Ecoutez le témoignage en cliquant sur le lien ci-après
https://www.conspiracywatch.info/podcast-comment-clement-krapo-sest-retrouve-a-faire-des-dessins-pour-dieudonne.html

Par ce témoignage, je souhaiterai informer sur le fait qu’il n’y a pas de profil type des personnes qui défendent ces idées là. Peut-être aussi comprendre comment on peut en arriver là. Je vous raconte tout ça sans filtre donc TW : racisme, antisémitisme, négationnisme.
En 2013 je découvre les spectacles de Dieudonné. Je suis happé par son jeu, son écriture. Puis arrive la séquence d’opposition avec Manuel Valls, cet antagonisme renforce mon écœurement envers la classe politique et mon adhésion au discours anti-système.

Sans m’en rendre compte, je m’adonnais à une sorte de culte de la personnalité, je commencais à tout écouter : ses interviews, ses prises de parole, ses films etc. Je découvrais aussi ceux qui gravitent autour de lui, avec en première place Alain Soral.
A ce moment là je travaille seul en faisant des tâches répétitives, j’ai besoin d’écouter des émissions.
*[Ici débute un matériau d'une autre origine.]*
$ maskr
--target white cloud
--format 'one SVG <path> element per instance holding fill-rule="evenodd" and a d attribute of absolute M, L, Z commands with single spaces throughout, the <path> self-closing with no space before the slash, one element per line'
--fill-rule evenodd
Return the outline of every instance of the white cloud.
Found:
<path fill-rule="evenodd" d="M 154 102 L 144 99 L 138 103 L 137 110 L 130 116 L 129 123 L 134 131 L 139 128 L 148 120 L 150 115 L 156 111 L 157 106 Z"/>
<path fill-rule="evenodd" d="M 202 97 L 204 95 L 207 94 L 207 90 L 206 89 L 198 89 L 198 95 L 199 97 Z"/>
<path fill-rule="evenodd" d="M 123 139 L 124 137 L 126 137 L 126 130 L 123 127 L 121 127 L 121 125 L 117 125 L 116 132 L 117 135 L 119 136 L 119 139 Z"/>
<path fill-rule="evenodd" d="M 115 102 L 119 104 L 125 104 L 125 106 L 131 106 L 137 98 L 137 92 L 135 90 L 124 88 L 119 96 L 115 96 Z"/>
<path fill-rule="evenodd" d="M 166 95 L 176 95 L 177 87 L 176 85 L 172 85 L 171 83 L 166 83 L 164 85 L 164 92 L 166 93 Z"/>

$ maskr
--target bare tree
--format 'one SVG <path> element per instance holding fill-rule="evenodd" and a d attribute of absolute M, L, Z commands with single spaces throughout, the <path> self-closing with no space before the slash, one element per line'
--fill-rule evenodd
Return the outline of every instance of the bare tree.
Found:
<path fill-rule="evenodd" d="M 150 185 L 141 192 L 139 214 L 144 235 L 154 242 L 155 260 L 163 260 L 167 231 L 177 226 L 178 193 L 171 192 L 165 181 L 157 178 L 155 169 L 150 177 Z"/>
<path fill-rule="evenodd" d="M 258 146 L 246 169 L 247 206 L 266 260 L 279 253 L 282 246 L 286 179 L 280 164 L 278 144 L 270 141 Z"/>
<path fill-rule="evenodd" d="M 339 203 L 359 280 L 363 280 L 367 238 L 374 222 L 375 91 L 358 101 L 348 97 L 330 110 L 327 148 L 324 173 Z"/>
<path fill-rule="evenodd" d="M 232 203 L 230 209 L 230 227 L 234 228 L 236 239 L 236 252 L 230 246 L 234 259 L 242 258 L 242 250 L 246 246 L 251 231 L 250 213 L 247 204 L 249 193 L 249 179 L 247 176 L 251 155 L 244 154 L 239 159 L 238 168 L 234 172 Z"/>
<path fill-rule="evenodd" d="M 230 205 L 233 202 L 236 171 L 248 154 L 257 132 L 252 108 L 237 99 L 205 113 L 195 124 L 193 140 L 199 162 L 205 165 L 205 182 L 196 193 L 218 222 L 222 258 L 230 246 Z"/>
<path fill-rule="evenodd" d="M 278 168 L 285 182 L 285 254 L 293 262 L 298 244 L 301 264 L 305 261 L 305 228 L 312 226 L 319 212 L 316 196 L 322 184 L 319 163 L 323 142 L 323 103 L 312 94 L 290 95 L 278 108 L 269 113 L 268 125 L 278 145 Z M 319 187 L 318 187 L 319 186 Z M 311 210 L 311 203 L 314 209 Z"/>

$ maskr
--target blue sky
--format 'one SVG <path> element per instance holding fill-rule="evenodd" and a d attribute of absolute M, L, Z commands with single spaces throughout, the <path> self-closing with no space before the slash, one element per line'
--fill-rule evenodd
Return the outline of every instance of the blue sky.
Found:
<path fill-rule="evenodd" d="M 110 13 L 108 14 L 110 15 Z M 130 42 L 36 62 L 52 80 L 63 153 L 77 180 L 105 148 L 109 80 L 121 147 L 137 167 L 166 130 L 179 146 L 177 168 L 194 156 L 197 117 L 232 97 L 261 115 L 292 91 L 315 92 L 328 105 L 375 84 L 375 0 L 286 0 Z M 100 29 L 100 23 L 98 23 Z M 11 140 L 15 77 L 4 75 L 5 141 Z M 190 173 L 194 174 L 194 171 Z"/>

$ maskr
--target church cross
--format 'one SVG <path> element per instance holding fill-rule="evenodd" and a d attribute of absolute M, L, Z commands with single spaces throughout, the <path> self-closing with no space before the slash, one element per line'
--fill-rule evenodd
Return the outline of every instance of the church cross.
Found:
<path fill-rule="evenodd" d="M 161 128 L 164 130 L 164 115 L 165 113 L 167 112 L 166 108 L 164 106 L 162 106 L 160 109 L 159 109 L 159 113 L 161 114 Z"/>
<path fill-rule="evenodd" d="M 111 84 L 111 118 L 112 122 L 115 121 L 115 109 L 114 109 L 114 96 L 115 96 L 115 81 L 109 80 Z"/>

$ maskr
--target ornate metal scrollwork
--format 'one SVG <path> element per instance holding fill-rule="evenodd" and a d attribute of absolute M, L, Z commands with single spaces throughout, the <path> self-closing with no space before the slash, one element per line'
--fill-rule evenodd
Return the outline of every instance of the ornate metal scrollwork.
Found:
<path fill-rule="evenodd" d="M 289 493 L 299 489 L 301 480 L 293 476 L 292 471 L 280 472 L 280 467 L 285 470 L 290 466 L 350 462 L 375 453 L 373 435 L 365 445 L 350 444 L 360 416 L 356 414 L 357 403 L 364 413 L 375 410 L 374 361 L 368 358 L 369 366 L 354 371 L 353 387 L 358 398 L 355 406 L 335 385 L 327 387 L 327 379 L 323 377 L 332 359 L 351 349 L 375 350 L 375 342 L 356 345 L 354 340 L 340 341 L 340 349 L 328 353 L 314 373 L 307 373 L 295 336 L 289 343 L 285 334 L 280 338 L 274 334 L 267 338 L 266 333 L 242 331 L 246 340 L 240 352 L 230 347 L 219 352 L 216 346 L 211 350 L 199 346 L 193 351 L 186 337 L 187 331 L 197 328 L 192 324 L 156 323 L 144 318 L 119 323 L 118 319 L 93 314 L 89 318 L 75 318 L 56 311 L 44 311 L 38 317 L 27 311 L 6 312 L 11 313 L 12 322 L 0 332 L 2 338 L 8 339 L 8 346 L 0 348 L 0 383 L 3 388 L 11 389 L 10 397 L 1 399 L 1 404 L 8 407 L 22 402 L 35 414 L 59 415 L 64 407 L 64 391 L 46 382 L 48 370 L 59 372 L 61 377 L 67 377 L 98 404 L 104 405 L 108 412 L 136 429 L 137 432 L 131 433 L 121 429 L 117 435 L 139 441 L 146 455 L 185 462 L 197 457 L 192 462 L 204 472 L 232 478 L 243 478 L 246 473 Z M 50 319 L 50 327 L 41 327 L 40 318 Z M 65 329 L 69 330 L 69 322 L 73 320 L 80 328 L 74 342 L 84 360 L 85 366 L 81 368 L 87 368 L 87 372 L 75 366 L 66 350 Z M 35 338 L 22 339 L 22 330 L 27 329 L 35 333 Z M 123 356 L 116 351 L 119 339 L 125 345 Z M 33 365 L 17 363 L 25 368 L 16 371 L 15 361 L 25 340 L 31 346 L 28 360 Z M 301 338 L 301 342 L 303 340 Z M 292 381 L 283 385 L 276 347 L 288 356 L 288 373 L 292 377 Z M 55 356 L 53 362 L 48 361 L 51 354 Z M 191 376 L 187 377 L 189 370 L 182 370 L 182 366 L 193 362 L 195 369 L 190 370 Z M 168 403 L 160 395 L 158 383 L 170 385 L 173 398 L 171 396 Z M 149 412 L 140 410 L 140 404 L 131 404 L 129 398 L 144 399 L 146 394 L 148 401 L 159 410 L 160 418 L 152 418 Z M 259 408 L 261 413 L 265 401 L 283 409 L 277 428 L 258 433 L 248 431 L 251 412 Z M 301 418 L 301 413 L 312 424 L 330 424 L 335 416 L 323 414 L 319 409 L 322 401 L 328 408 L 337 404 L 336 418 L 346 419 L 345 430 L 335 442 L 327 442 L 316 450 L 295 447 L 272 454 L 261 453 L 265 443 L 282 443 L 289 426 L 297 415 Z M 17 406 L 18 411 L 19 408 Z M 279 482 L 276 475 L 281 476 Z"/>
Après une première réaction de rejet, peu à peu le discours infuse dans mon esprit.

Mes barrières mentales tombent, et je commence à le croire.
Pour soutenir Dieudonné face à ce que je pense être de la censure, je fais quelques dessins que je poste sur Facebook sous le pseudo Révolution de la Quenelle. Je suis à fond dans l’aventure de la “dissidence”. Ma position anti-système se renforce.

Je fus séduis par leurs positions sur la Palestine, le Venezuela, la Lybie etc. J’adhérais à beaucoup de leurs discours complotistes, ayant cru au complot du 911 etc. Puis je passe du soutien au peuple palestinien, à l’antisionisme, puis au lobby juif, et enfin au révisionnisme.
Je n’avais aucune arme intellectuelle pour me défendre. J’étais totalement ignorant en histoire/politique. C’était tellement percutant. Ils parlaient avec tant de certitude. A mesure que le pouvoir leur tapait dessus, j’y voyais bêtement une preuve qu’ils devaient avoir raison.

Je fais une peinture pour Dieudonné (un portrait avec le drapeau palestinien) que je lui ai remis à la Main d’Or après un spectacle. C’est la seule fois où j’ai échangé deux mots avec lui. Je publie aussi un article pour prendre sa défense.
Je continue de publier des dessins sur ma page. Sans le savoir je ne fais que mettre sur papier leurs mensonges, ne connaissant rien aux sujets que je traite. Mais je me sens utile. A ce moment là je n’ai pas vraiment d’amis, je passe de longues heures seul sur mon ordinateur.
Je clôture ma page Facebook et j’en crée une autre sous le pseudonyme de Krapo. J’ouvre aussi un blog pour partager mes dessins. Ils sont sont souvent relayés sur le site Egalité et Réconciliation. J’y trouve même une certaine fierté à cette époque.

J’entre dans un groupe privé de dessinateurs. Je me sens accepté et je suis heureux d’appartenir à cette petite communauté. Le « chef » m’introduit auprès de proches de Soral. Ils ont besoin d’un graphiste pour faire les encarts titres pour les vidéos sur son canapé rouge.
J’accepte et je fais tout ça bénévolement, parfois jusque très tard dans la nuit. Je réponds à leurs demandes et je fais au mieux pour les satisfaire. Mais je n’ai jamais échangé directement avec Alain Soral.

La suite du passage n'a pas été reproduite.